Endothelial dysfunction is an independent predictor of incident atherosclerotic cardiovascular disease (ACVD). Niacin possesses high-density lipoprotein (HDL)-elevating, antioxidant and anti-inflammatory properties, all potentially contributing to the amelioration of endothelial function. However, controversies exist among trials reporting the effects of niacin on endothelium-dependent flow-mediated dilation (FMD) as a reliable surrogate of endothelial function. The objective of this study was to assess the effect of niacin on brachial artery FMD using a meta-analysis of available evidence. MEDLINE and Scopus databases were searched for randomized controlled trials investigating the impact of niacin therapy on brachial artery FMD. Meta-analysis of eligible studies was conducted using a random-effects model. Pooled effects were measured by weighted mean difference (WMD) and 95% confidence intervals (CIs). Quality assessment, and subgroup, meta-regression and sensitivity analyses were conducted using standard methods.
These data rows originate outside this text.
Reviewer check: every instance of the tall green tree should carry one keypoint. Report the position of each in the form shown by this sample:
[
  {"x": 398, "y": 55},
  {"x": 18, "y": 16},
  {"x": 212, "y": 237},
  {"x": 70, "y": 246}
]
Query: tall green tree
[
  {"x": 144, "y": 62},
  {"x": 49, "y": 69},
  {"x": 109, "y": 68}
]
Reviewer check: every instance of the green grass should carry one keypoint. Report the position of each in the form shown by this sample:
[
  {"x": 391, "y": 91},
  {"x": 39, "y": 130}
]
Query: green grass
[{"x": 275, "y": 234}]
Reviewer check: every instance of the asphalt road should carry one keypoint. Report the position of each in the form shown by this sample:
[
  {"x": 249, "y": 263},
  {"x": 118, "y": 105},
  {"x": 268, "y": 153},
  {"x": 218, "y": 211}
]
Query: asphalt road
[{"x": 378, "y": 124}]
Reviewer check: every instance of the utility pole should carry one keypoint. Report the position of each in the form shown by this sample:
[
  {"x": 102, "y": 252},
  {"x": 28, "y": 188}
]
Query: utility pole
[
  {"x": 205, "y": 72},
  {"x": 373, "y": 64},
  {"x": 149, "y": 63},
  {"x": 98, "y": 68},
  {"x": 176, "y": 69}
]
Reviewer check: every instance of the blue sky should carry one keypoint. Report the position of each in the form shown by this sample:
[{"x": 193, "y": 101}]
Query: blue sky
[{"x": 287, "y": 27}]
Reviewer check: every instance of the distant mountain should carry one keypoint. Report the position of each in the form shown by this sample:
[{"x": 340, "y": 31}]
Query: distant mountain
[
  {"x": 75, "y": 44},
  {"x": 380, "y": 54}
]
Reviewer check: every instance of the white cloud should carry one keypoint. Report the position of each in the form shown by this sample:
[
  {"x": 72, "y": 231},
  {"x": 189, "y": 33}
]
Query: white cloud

Among 596 citations, 19 full-text articles were read and seven were found to be eligible for inclusion. Eligible studies involved 441 subjects comprising 228 in the niacin and 213 in the control groups. Niacin therapy significantly improved FMD (WMD: 1.98%; 95% CI: 0.91-3.05%; p = 0.0003) and this effect was robust in the sensitivity analysis. The effect size was greater in the subgroup of studies administering higher doses of niacin (≥ 2000 mg/day) as well as those studies administering niacin for primary prevention of ACVD. Meta-regression indicated no association between niacin-induced changes in FMD and changes in plasma HDL-cholesterol, low-density lipoprotein-cholesterol or triglycerides. None of the included studies could find any significant effect of niacin on nitroglycerin-mediated dilation. In conclusion, treatment with niacin improves endothelial function.

CRD has determined that this article meets the DARE scientific quality criteria for a systematic review.